[SPARK-16231][PYSPARK][ML][EXAMPLES] dataframe_example.py fails to convert ML style vectors

## What changes were proposed in this pull request? Need to convert ML Vectors to the old MLlib style before doing Statistics.colStats operations on the DataFrame ## How was this patch tested?

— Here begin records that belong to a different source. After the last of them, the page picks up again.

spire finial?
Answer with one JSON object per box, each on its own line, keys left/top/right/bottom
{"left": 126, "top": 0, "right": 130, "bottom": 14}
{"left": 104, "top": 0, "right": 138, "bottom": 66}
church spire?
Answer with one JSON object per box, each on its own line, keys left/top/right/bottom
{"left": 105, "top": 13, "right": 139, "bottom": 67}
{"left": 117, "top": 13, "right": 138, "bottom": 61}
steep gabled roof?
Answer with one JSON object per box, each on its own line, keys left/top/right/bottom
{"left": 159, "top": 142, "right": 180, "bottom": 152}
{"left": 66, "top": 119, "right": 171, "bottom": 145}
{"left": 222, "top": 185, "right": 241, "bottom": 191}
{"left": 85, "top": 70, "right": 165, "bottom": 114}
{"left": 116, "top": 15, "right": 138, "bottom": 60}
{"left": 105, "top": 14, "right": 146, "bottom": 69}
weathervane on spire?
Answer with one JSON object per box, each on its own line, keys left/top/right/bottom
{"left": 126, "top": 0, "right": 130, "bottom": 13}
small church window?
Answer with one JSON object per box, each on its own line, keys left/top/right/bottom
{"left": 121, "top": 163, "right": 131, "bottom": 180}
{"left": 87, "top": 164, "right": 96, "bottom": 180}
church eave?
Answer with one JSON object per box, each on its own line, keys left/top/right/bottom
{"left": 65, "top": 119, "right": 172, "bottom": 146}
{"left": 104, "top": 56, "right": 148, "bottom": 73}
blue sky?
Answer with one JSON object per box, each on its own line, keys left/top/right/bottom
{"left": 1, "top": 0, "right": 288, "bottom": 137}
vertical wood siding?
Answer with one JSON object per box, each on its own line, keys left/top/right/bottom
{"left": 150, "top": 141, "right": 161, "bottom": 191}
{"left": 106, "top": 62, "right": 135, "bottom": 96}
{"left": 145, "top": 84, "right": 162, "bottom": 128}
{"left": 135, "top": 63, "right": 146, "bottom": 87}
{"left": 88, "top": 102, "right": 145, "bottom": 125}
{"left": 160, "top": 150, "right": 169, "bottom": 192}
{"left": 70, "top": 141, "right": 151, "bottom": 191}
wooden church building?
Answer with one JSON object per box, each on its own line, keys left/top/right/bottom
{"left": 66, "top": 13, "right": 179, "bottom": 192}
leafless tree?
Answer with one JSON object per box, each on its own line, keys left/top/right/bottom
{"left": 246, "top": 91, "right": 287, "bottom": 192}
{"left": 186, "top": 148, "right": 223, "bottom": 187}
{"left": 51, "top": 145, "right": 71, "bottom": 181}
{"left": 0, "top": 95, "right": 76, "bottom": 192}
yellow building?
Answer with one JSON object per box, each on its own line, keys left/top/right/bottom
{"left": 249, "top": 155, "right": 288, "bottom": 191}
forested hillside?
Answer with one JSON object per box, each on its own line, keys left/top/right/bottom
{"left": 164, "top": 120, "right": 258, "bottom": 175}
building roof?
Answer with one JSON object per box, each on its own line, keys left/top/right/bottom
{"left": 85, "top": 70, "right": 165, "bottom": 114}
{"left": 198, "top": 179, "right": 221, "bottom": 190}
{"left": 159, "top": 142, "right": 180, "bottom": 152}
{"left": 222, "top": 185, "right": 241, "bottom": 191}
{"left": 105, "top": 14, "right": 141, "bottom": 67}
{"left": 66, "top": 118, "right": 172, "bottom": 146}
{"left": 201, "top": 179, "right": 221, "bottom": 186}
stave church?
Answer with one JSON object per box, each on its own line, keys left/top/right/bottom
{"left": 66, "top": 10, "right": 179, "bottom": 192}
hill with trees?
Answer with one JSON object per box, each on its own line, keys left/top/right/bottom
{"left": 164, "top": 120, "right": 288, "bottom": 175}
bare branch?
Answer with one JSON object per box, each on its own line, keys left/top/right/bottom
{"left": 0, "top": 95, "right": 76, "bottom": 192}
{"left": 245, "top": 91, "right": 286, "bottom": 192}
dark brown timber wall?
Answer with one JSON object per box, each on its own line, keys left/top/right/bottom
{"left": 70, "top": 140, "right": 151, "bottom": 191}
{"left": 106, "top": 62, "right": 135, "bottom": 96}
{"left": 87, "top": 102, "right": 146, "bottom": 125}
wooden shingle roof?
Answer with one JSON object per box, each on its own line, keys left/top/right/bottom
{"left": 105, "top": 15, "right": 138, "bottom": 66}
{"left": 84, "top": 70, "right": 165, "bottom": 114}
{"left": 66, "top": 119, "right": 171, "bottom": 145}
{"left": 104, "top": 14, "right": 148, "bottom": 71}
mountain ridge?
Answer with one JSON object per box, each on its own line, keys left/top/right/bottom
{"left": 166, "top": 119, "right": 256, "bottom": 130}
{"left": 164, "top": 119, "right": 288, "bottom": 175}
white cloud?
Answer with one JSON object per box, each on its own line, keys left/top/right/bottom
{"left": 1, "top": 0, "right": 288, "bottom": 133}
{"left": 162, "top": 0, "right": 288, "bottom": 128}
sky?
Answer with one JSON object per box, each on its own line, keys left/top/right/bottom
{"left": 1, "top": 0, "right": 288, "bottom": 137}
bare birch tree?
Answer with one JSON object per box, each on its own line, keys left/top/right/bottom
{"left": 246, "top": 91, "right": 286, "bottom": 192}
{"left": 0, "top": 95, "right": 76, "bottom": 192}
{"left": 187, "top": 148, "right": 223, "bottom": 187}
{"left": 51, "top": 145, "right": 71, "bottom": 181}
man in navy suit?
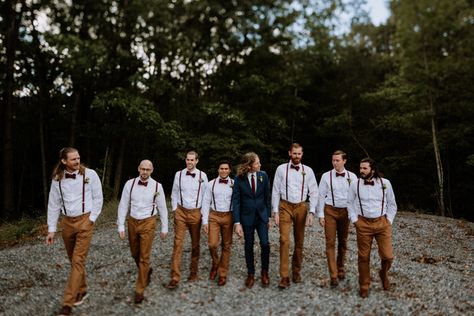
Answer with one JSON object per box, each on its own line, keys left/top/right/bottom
{"left": 232, "top": 152, "right": 271, "bottom": 288}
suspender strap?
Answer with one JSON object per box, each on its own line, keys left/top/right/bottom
{"left": 229, "top": 179, "right": 234, "bottom": 211}
{"left": 58, "top": 181, "right": 67, "bottom": 215}
{"left": 211, "top": 179, "right": 217, "bottom": 210}
{"left": 330, "top": 171, "right": 335, "bottom": 207}
{"left": 286, "top": 163, "right": 306, "bottom": 202}
{"left": 82, "top": 170, "right": 85, "bottom": 213}
{"left": 285, "top": 163, "right": 289, "bottom": 201}
{"left": 128, "top": 178, "right": 137, "bottom": 212}
{"left": 300, "top": 165, "right": 305, "bottom": 201}
{"left": 195, "top": 171, "right": 202, "bottom": 208}
{"left": 380, "top": 178, "right": 385, "bottom": 216}
{"left": 357, "top": 179, "right": 364, "bottom": 216}
{"left": 179, "top": 170, "right": 183, "bottom": 206}
{"left": 151, "top": 181, "right": 158, "bottom": 216}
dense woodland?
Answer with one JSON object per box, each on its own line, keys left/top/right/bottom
{"left": 1, "top": 0, "right": 473, "bottom": 221}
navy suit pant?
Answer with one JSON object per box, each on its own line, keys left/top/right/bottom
{"left": 243, "top": 217, "right": 270, "bottom": 275}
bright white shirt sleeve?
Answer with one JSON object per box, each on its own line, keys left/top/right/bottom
{"left": 117, "top": 180, "right": 132, "bottom": 232}
{"left": 347, "top": 181, "right": 358, "bottom": 223}
{"left": 271, "top": 165, "right": 284, "bottom": 213}
{"left": 156, "top": 184, "right": 169, "bottom": 233}
{"left": 317, "top": 173, "right": 329, "bottom": 218}
{"left": 171, "top": 171, "right": 180, "bottom": 211}
{"left": 88, "top": 169, "right": 103, "bottom": 223}
{"left": 305, "top": 168, "right": 319, "bottom": 214}
{"left": 201, "top": 181, "right": 213, "bottom": 225}
{"left": 384, "top": 180, "right": 397, "bottom": 224}
{"left": 47, "top": 180, "right": 62, "bottom": 233}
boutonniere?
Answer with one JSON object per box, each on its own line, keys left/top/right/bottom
{"left": 84, "top": 177, "right": 90, "bottom": 184}
{"left": 347, "top": 178, "right": 352, "bottom": 184}
{"left": 258, "top": 175, "right": 263, "bottom": 182}
{"left": 382, "top": 184, "right": 387, "bottom": 190}
{"left": 199, "top": 178, "right": 204, "bottom": 183}
{"left": 229, "top": 183, "right": 234, "bottom": 188}
{"left": 153, "top": 191, "right": 160, "bottom": 198}
{"left": 301, "top": 171, "right": 306, "bottom": 176}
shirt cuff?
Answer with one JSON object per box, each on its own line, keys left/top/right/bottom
{"left": 118, "top": 225, "right": 125, "bottom": 232}
{"left": 48, "top": 226, "right": 57, "bottom": 233}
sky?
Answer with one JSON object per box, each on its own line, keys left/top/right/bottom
{"left": 367, "top": 0, "right": 390, "bottom": 25}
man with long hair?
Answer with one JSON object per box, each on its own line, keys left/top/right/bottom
{"left": 201, "top": 160, "right": 234, "bottom": 286}
{"left": 318, "top": 150, "right": 357, "bottom": 287}
{"left": 46, "top": 147, "right": 103, "bottom": 316}
{"left": 347, "top": 158, "right": 397, "bottom": 298}
{"left": 166, "top": 151, "right": 208, "bottom": 289}
{"left": 272, "top": 143, "right": 319, "bottom": 289}
{"left": 232, "top": 152, "right": 271, "bottom": 288}
{"left": 117, "top": 159, "right": 168, "bottom": 304}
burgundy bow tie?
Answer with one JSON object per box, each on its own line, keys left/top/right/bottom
{"left": 219, "top": 179, "right": 228, "bottom": 184}
{"left": 65, "top": 173, "right": 76, "bottom": 179}
{"left": 138, "top": 180, "right": 148, "bottom": 186}
{"left": 364, "top": 180, "right": 375, "bottom": 186}
{"left": 186, "top": 171, "right": 196, "bottom": 178}
{"left": 290, "top": 164, "right": 300, "bottom": 171}
{"left": 336, "top": 172, "right": 345, "bottom": 177}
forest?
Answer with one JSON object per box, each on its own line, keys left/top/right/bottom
{"left": 1, "top": 0, "right": 473, "bottom": 221}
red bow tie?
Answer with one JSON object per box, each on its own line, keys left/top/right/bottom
{"left": 186, "top": 171, "right": 196, "bottom": 178}
{"left": 336, "top": 172, "right": 345, "bottom": 177}
{"left": 364, "top": 180, "right": 374, "bottom": 186}
{"left": 138, "top": 180, "right": 148, "bottom": 186}
{"left": 290, "top": 164, "right": 300, "bottom": 171}
{"left": 219, "top": 179, "right": 228, "bottom": 184}
{"left": 65, "top": 173, "right": 76, "bottom": 179}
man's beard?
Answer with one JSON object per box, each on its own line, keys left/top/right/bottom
{"left": 360, "top": 172, "right": 371, "bottom": 179}
{"left": 291, "top": 158, "right": 301, "bottom": 165}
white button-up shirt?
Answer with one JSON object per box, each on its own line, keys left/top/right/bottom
{"left": 171, "top": 168, "right": 208, "bottom": 210}
{"left": 271, "top": 162, "right": 319, "bottom": 213}
{"left": 117, "top": 177, "right": 169, "bottom": 233}
{"left": 347, "top": 177, "right": 397, "bottom": 224}
{"left": 47, "top": 168, "right": 103, "bottom": 232}
{"left": 318, "top": 169, "right": 358, "bottom": 217}
{"left": 201, "top": 177, "right": 234, "bottom": 225}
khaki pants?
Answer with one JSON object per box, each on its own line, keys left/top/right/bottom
{"left": 323, "top": 204, "right": 350, "bottom": 279}
{"left": 61, "top": 213, "right": 94, "bottom": 307}
{"left": 170, "top": 206, "right": 201, "bottom": 281}
{"left": 128, "top": 216, "right": 156, "bottom": 295}
{"left": 208, "top": 211, "right": 233, "bottom": 278}
{"left": 355, "top": 215, "right": 393, "bottom": 291}
{"left": 278, "top": 200, "right": 307, "bottom": 278}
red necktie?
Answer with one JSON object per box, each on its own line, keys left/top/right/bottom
{"left": 290, "top": 164, "right": 300, "bottom": 171}
{"left": 251, "top": 174, "right": 256, "bottom": 194}
{"left": 138, "top": 180, "right": 148, "bottom": 186}
{"left": 186, "top": 171, "right": 196, "bottom": 178}
{"left": 219, "top": 179, "right": 228, "bottom": 184}
{"left": 364, "top": 180, "right": 374, "bottom": 186}
{"left": 336, "top": 172, "right": 345, "bottom": 177}
{"left": 65, "top": 173, "right": 76, "bottom": 179}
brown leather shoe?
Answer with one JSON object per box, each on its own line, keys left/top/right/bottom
{"left": 359, "top": 288, "right": 369, "bottom": 298}
{"left": 292, "top": 272, "right": 302, "bottom": 283}
{"left": 217, "top": 277, "right": 227, "bottom": 286}
{"left": 278, "top": 277, "right": 290, "bottom": 289}
{"left": 134, "top": 292, "right": 144, "bottom": 304}
{"left": 209, "top": 269, "right": 217, "bottom": 281}
{"left": 261, "top": 270, "right": 270, "bottom": 287}
{"left": 187, "top": 273, "right": 198, "bottom": 282}
{"left": 245, "top": 274, "right": 255, "bottom": 288}
{"left": 379, "top": 270, "right": 391, "bottom": 290}
{"left": 330, "top": 278, "right": 338, "bottom": 287}
{"left": 57, "top": 306, "right": 72, "bottom": 316}
{"left": 165, "top": 279, "right": 179, "bottom": 289}
{"left": 337, "top": 271, "right": 345, "bottom": 280}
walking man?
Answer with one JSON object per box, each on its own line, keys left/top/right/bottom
{"left": 201, "top": 160, "right": 234, "bottom": 286}
{"left": 46, "top": 147, "right": 103, "bottom": 316}
{"left": 117, "top": 159, "right": 168, "bottom": 303}
{"left": 318, "top": 150, "right": 357, "bottom": 286}
{"left": 272, "top": 143, "right": 319, "bottom": 289}
{"left": 232, "top": 152, "right": 271, "bottom": 288}
{"left": 347, "top": 158, "right": 397, "bottom": 298}
{"left": 166, "top": 151, "right": 208, "bottom": 289}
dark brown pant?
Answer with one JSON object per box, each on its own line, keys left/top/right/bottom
{"left": 61, "top": 213, "right": 94, "bottom": 307}
{"left": 278, "top": 200, "right": 307, "bottom": 278}
{"left": 208, "top": 211, "right": 233, "bottom": 278}
{"left": 355, "top": 215, "right": 393, "bottom": 291}
{"left": 128, "top": 216, "right": 156, "bottom": 295}
{"left": 170, "top": 206, "right": 202, "bottom": 281}
{"left": 323, "top": 204, "right": 350, "bottom": 279}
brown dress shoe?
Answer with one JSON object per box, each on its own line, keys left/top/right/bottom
{"left": 278, "top": 277, "right": 290, "bottom": 289}
{"left": 187, "top": 273, "right": 198, "bottom": 282}
{"left": 330, "top": 278, "right": 338, "bottom": 287}
{"left": 209, "top": 269, "right": 217, "bottom": 280}
{"left": 337, "top": 271, "right": 345, "bottom": 280}
{"left": 292, "top": 273, "right": 302, "bottom": 283}
{"left": 261, "top": 270, "right": 270, "bottom": 287}
{"left": 217, "top": 277, "right": 227, "bottom": 286}
{"left": 359, "top": 288, "right": 369, "bottom": 298}
{"left": 134, "top": 292, "right": 144, "bottom": 304}
{"left": 245, "top": 274, "right": 255, "bottom": 288}
{"left": 166, "top": 279, "right": 179, "bottom": 289}
{"left": 57, "top": 306, "right": 72, "bottom": 316}
{"left": 379, "top": 270, "right": 391, "bottom": 290}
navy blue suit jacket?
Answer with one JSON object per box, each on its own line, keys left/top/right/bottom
{"left": 232, "top": 171, "right": 271, "bottom": 226}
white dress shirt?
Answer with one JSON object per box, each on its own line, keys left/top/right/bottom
{"left": 347, "top": 177, "right": 397, "bottom": 224}
{"left": 47, "top": 168, "right": 103, "bottom": 232}
{"left": 271, "top": 162, "right": 319, "bottom": 213}
{"left": 201, "top": 177, "right": 234, "bottom": 225}
{"left": 117, "top": 177, "right": 169, "bottom": 233}
{"left": 317, "top": 169, "right": 358, "bottom": 217}
{"left": 171, "top": 168, "right": 208, "bottom": 210}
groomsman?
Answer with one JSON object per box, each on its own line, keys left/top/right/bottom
{"left": 232, "top": 152, "right": 272, "bottom": 288}
{"left": 166, "top": 151, "right": 208, "bottom": 289}
{"left": 117, "top": 160, "right": 168, "bottom": 303}
{"left": 201, "top": 160, "right": 234, "bottom": 286}
{"left": 318, "top": 150, "right": 357, "bottom": 286}
{"left": 347, "top": 158, "right": 397, "bottom": 298}
{"left": 272, "top": 143, "right": 319, "bottom": 289}
{"left": 46, "top": 147, "right": 103, "bottom": 316}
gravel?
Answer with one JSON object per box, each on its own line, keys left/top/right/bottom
{"left": 0, "top": 212, "right": 473, "bottom": 315}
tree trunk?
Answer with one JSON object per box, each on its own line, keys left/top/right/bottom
{"left": 113, "top": 138, "right": 126, "bottom": 198}
{"left": 69, "top": 92, "right": 81, "bottom": 146}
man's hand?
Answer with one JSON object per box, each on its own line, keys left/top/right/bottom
{"left": 274, "top": 213, "right": 280, "bottom": 227}
{"left": 234, "top": 223, "right": 243, "bottom": 238}
{"left": 46, "top": 232, "right": 55, "bottom": 245}
{"left": 160, "top": 232, "right": 168, "bottom": 240}
{"left": 318, "top": 217, "right": 325, "bottom": 227}
{"left": 305, "top": 213, "right": 314, "bottom": 227}
{"left": 203, "top": 224, "right": 209, "bottom": 235}
{"left": 119, "top": 231, "right": 126, "bottom": 240}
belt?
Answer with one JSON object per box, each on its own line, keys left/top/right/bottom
{"left": 210, "top": 210, "right": 231, "bottom": 217}
{"left": 178, "top": 205, "right": 201, "bottom": 212}
{"left": 280, "top": 199, "right": 306, "bottom": 207}
{"left": 64, "top": 212, "right": 90, "bottom": 220}
{"left": 129, "top": 216, "right": 154, "bottom": 223}
{"left": 358, "top": 214, "right": 385, "bottom": 222}
{"left": 326, "top": 204, "right": 347, "bottom": 211}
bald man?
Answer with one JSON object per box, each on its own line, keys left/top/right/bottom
{"left": 117, "top": 160, "right": 169, "bottom": 304}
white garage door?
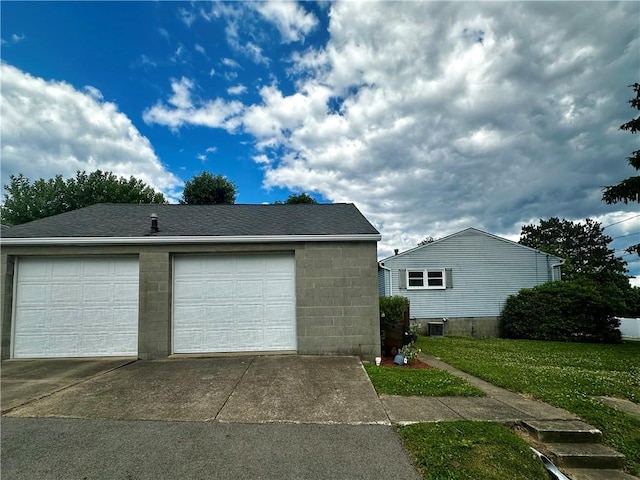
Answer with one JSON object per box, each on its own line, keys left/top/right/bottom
{"left": 13, "top": 257, "right": 139, "bottom": 358}
{"left": 173, "top": 254, "right": 296, "bottom": 353}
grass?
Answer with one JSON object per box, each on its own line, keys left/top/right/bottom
{"left": 416, "top": 336, "right": 640, "bottom": 475}
{"left": 397, "top": 421, "right": 549, "bottom": 480}
{"left": 364, "top": 364, "right": 484, "bottom": 397}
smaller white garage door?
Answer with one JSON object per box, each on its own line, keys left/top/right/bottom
{"left": 173, "top": 254, "right": 296, "bottom": 353}
{"left": 13, "top": 257, "right": 139, "bottom": 358}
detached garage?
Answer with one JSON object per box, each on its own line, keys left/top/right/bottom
{"left": 1, "top": 203, "right": 381, "bottom": 360}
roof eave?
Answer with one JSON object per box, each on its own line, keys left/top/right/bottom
{"left": 0, "top": 234, "right": 381, "bottom": 247}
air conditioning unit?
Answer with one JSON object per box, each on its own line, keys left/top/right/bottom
{"left": 428, "top": 322, "right": 444, "bottom": 337}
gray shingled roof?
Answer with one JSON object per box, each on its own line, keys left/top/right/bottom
{"left": 1, "top": 203, "right": 380, "bottom": 238}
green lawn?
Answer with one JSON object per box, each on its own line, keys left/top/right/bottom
{"left": 364, "top": 364, "right": 484, "bottom": 397}
{"left": 398, "top": 421, "right": 549, "bottom": 480}
{"left": 416, "top": 336, "right": 640, "bottom": 475}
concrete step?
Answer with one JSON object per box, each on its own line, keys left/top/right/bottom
{"left": 565, "top": 468, "right": 640, "bottom": 480}
{"left": 547, "top": 443, "right": 625, "bottom": 469}
{"left": 521, "top": 419, "right": 603, "bottom": 443}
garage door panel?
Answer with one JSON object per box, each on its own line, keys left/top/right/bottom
{"left": 82, "top": 283, "right": 113, "bottom": 303}
{"left": 17, "top": 335, "right": 49, "bottom": 354}
{"left": 265, "top": 304, "right": 294, "bottom": 324}
{"left": 206, "top": 328, "right": 234, "bottom": 350}
{"left": 48, "top": 335, "right": 80, "bottom": 356}
{"left": 50, "top": 310, "right": 80, "bottom": 331}
{"left": 173, "top": 254, "right": 296, "bottom": 353}
{"left": 15, "top": 310, "right": 47, "bottom": 331}
{"left": 235, "top": 304, "right": 263, "bottom": 321}
{"left": 174, "top": 330, "right": 204, "bottom": 353}
{"left": 14, "top": 257, "right": 139, "bottom": 358}
{"left": 18, "top": 283, "right": 50, "bottom": 305}
{"left": 174, "top": 281, "right": 204, "bottom": 300}
{"left": 205, "top": 280, "right": 231, "bottom": 301}
{"left": 52, "top": 284, "right": 80, "bottom": 303}
{"left": 265, "top": 279, "right": 294, "bottom": 298}
{"left": 268, "top": 328, "right": 296, "bottom": 348}
{"left": 53, "top": 261, "right": 81, "bottom": 278}
{"left": 236, "top": 280, "right": 263, "bottom": 298}
{"left": 114, "top": 283, "right": 138, "bottom": 302}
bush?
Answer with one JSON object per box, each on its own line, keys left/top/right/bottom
{"left": 500, "top": 280, "right": 622, "bottom": 343}
{"left": 379, "top": 295, "right": 409, "bottom": 331}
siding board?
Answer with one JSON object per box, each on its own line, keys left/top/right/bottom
{"left": 380, "top": 228, "right": 562, "bottom": 319}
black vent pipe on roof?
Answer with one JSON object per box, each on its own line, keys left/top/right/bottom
{"left": 150, "top": 213, "right": 159, "bottom": 233}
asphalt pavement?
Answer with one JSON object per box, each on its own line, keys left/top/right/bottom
{"left": 2, "top": 417, "right": 421, "bottom": 480}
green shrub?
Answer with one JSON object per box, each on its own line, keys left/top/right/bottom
{"left": 500, "top": 280, "right": 622, "bottom": 343}
{"left": 379, "top": 295, "right": 409, "bottom": 330}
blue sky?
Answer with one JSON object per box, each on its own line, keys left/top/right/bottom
{"left": 1, "top": 1, "right": 639, "bottom": 282}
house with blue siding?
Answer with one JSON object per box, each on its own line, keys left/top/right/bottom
{"left": 378, "top": 228, "right": 564, "bottom": 337}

Ran example, local tests Author: Bryan Cutler <cutlerb@gmail.com> Closes #13928 from BryanCutler/pyspark-ml-example-vector-conv-SPARK-16231.
2016-06-27 12:58:39 -07:00 · 2016-06-27 12:58:39 -07:00 · 1aa191e58e
parent c17b1abff8
commit 1aa191e58e
1 changed files with 3 additions and 1 deletions
--- a/examples/src/main/python/ml/dataframe_example.py
+++ b/examples/src/main/python/ml/dataframe_example.py
@ -28,6 +28,7 @@ import shutil

 from pyspark.sql import SparkSession
 from pyspark.mllib.stat import Statistics
+from pyspark.mllib.util import MLUtils

 if __name__ == "__main__":
    if len(sys.argv) > 2:
@ -55,7 +56,8 @@ if __name__ == "__main__":
    labelSummary.show()

    # Convert features column to an RDD of vectors.
-    features = df.select("features").rdd.map(lambda r: r.features)
+    features = MLUtils.convertVectorColumnsFromML(df, "features") \
+        .select("features").rdd.map(lambda r: r.features)
    summary = Statistics.colStats(features)
    print("Selected features column with average values:\n" +
          str(summary.mean()))